Data processed: IP address, date and time of the request, time zone difference to Greenwich Mean Time (GMT), content of the request (specific page), access status/HTTP status code, amount of data transferred in each case , website from which the request comes, browser, operating system and its interface, language and version of the browser software. We receive this data via cookies and directly from your browser.

 

Rights Management.

 

In a nutshell: If you assert rights against us (e.g., request for information), we process the associated communication data to be able to prove later how we handled your claims.

 

Processing in detail: You have a number of rights vis-à-vis us (see General section, Rights of visitors to the website). If you assert rights against us, we process the related contact, communication and transaction data. We process your data as follows:

1. we receive your request.

2. we examine your request.

3. if justified, we comply with your request.

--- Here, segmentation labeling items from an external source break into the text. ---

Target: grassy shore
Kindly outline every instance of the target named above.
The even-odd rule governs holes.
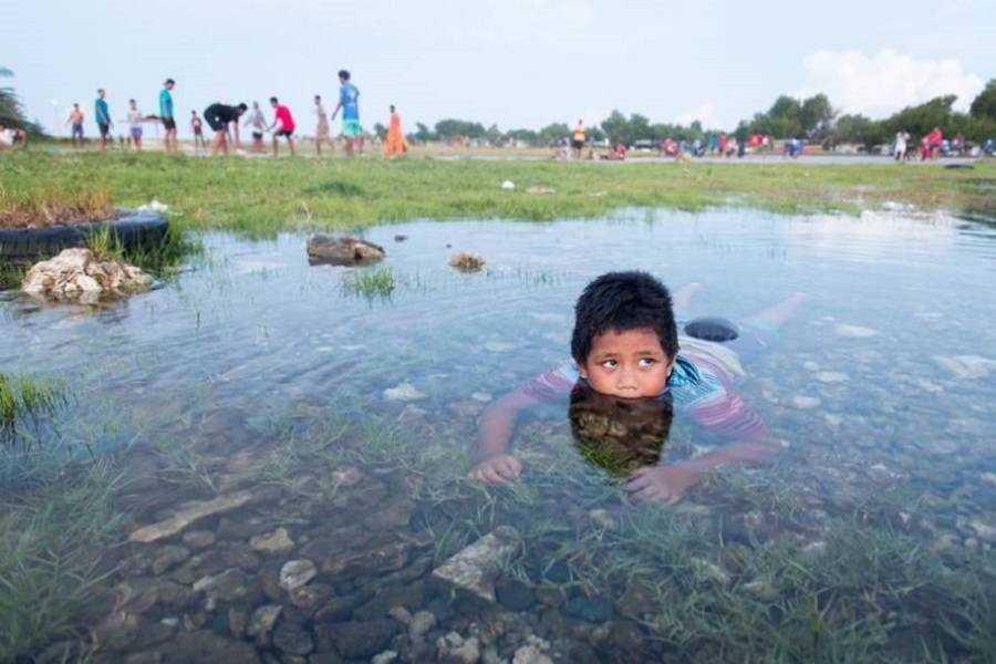
[[[85,177],[85,185],[81,185]],[[504,190],[504,180],[515,183]],[[805,163],[600,164],[381,158],[193,158],[163,154],[48,155],[0,159],[0,183],[21,207],[32,193],[134,206],[158,198],[185,229],[270,235],[299,227],[352,229],[416,218],[547,220],[621,207],[698,210],[743,206],[777,212],[874,209],[886,201],[996,214],[996,164],[941,166]],[[552,193],[529,193],[542,187]],[[72,207],[73,200],[60,201]],[[51,204],[50,204],[51,205]],[[0,218],[21,214],[0,209]],[[0,222],[2,224],[2,222]]]

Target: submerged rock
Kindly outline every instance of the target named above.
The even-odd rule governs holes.
[[[212,500],[195,501],[168,519],[139,528],[128,538],[133,542],[149,543],[183,531],[190,523],[211,515],[242,507],[252,499],[249,491],[218,496]]]
[[[313,234],[308,237],[308,256],[312,261],[333,266],[359,266],[387,256],[384,248],[366,240]]]
[[[494,602],[495,579],[521,544],[518,530],[499,526],[433,570],[433,577]]]
[[[479,272],[484,264],[485,260],[480,253],[458,251],[449,257],[449,266],[460,272]]]
[[[318,574],[318,568],[308,559],[291,560],[280,568],[280,588],[290,592],[301,588]]]
[[[294,550],[294,541],[287,533],[287,528],[278,528],[273,532],[249,538],[249,546],[260,553],[289,553]]]
[[[55,258],[34,263],[21,290],[55,300],[94,302],[101,295],[122,295],[142,290],[152,278],[134,266],[101,261],[90,249],[63,249]]]

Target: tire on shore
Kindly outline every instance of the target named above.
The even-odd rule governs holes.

4. we store the related data.

 

Addition to the legal basis: While the processing in the sense of the intention paragraphs 1 to 3 is justified by Article 6(1) sentence 1 lit. c DSGVO (we are obliged to process your concerns as a rule from the DSGVO), the purpose of the storage (paragraph 2 clause 4) is that we store the data in order to be able to defend ourselves later against claims from your side. This is also our legitimate interest. We store your data for five years, starting on the day following the day on which you asserted your rights.

 

Data processed: Name, contact details and communication content.

 

External advice on your claims.

 

In brief: When you assert rights against us (e.g., requests for information), in some cases we seek external advice (e.g., legal advice, data protection officer, IT service provider ...).

 

Processing in detail: You have a number of rights vis-à-vis us (see General section, Rights of visitors to the website). If you assert rights against us, we forward this request to external service providers for examination, who are in turn sworn to secrecy. weck of the processing is that we obtain expert advice to process your concerns in accordance with the law. This is in both our and your legitimate interests.

 

Data processed: Name, contact details and communication content.